真っ白な雪に閉ざされた森の奥深くに潜むようにその屋敷はあった。
いや、屋敷と言うほどの規模はない。その昔、とある貴族が趣味の狩猟を行うために趣味で建てた、彼らの感覚でいうなれば「小屋」のような建物。持ち主からも忘れ去られたその石造りのその建物には、数か月前からひっそりと小さな家族が住みついていた。家族はまだ二十歳過ぎの美しく嫋やかな女性と、幼い子供たち。年長の子供は十を少し過ぎたばかりで、下の子は少し歳が離れて五歳と三歳。
家族は都から落ち延びてきた。
都では半年前に内乱があって、当時の王が家臣に陥れられ、一族もろとも国を追われた。その事件から、国王の側に付いていた貴族は、新たな王の迫害を恐れ、また追われた王について国外に脱出した。
女性――エリーシャの家族は、故郷では高位の貴族だった。夫は将軍職を拝していたが、王を逃すため盾となって果てた。夫の最後を看取ったのは彼の長子クラウティーエだった。クラウティーエはまだ従騎士になったばかりだったにも関わらず、王から授けられた剣を持ってこの勝ち目のない闘いに身を投じていた。奇跡的に戦場から生還したクラウティーエは父の言いつけ守り、母親と幼い弟妹、従者を連れて都から脱出した。しかしこの古びた屋敷に辿りついた時、従者はここに至るまでに受けた怪我が元で命を落としてしまった。
エリーシャとクラウティーエは実の母子ではない。
彼女は後妻で、クラウティーエは先妻の子だった。エリーシャは先妻であったクラウティーエの母親の従妹にあたり、先妻はクラウティーエを出産してまもなく儚くなっていた。
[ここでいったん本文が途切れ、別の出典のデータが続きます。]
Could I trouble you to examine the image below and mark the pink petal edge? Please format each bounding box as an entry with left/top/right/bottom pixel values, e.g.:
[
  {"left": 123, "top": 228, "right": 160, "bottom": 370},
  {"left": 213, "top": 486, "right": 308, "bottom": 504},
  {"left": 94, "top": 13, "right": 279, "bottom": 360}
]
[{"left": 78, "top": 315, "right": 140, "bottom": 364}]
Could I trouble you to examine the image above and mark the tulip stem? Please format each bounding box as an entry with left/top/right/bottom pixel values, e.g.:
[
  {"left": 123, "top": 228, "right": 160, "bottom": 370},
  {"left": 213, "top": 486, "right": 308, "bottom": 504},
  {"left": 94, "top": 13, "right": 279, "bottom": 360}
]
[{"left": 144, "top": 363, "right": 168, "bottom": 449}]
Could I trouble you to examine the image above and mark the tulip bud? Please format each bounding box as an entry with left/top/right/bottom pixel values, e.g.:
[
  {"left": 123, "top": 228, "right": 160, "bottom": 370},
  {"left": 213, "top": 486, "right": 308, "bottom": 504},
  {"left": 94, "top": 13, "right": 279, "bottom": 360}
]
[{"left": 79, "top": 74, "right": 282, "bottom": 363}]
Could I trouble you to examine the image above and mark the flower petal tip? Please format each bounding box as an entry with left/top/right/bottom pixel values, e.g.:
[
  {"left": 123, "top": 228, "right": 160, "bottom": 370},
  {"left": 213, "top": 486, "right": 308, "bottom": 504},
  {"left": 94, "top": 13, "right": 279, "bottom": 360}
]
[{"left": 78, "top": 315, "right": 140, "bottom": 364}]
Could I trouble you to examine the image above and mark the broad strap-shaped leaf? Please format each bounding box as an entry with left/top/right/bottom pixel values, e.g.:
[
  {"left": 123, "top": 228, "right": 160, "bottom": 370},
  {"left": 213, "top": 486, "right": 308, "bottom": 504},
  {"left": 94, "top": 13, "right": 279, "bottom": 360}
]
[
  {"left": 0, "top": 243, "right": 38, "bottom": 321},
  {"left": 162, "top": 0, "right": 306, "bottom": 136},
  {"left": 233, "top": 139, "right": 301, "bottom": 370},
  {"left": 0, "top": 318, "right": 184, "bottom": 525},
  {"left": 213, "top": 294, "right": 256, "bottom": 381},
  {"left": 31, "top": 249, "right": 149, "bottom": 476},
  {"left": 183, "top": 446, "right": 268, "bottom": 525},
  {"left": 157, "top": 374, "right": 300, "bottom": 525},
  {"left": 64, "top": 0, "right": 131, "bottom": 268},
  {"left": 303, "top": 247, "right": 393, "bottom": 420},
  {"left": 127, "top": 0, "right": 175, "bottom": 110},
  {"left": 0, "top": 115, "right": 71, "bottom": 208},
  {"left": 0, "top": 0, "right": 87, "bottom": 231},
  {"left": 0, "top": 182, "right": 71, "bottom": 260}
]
エリーシャが夫のもとに嫁いだ時はまだ十五で、彼女自身も幼く、夫よりも歳近い継子への接し方が分からなかった。だからか、母子関係はぎこちなく、互いに遠慮と言う厚い壁があった。とくにそれはエリーシャの方が顕著だった。
彼女は継子がまだ幼く、親の愛情に飢えていることに気づいていたが、自分の子が生まれたばかりで手が掛かり、また自身も体が弱かったため、もしかすると自分よりも大人びたクラウティーエの強がりを看過するしかなかった。
クラウティーエは物心つくかつかないかの頃から父親に騎士となるべく育てられてきたからか、まだ幼いのに清廉潔白で、他人に弱みを見せることはなかった。
いつも穏やかな笑みを絶やさず、エリーシャと弟妹を労わった。日々の糧はクラウティーエが森で狩りをしたり、山菜や果物を採ってきてそれを町で売ったお金で何とか凌いだ。王都での生活と比べることも出来ないささやかな暮らしだったが、小さなクラウティーエ一人で出来ることはこれが精一杯であることはわかっていた。エリーシャが何か手伝おうと思っても、生粋の貴族令嬢である彼女に出来ることは全くなく、かえってクラウティーエの仕事を増やしてしまう。
彼女は申し訳ないと思いながらも、クラウティーエの厚意に甘えるしかなかった。
そんな生活が数カ月続いた冬の初め。クラウティーエが雪の中から少年を拾ってきた。
雪の中で凍死寸前だったという少年は、淡い金髪に透き通るような白い肌をしていた。かつて見慣れた上質な外套に身を包んだ麗しい少年の顔に、エリーシャは見覚えがあった。
――このお方は?!
エリーシャが驚きの声を上げると、クラウティーエは人差指を唇にあてて無言で首を横に振った。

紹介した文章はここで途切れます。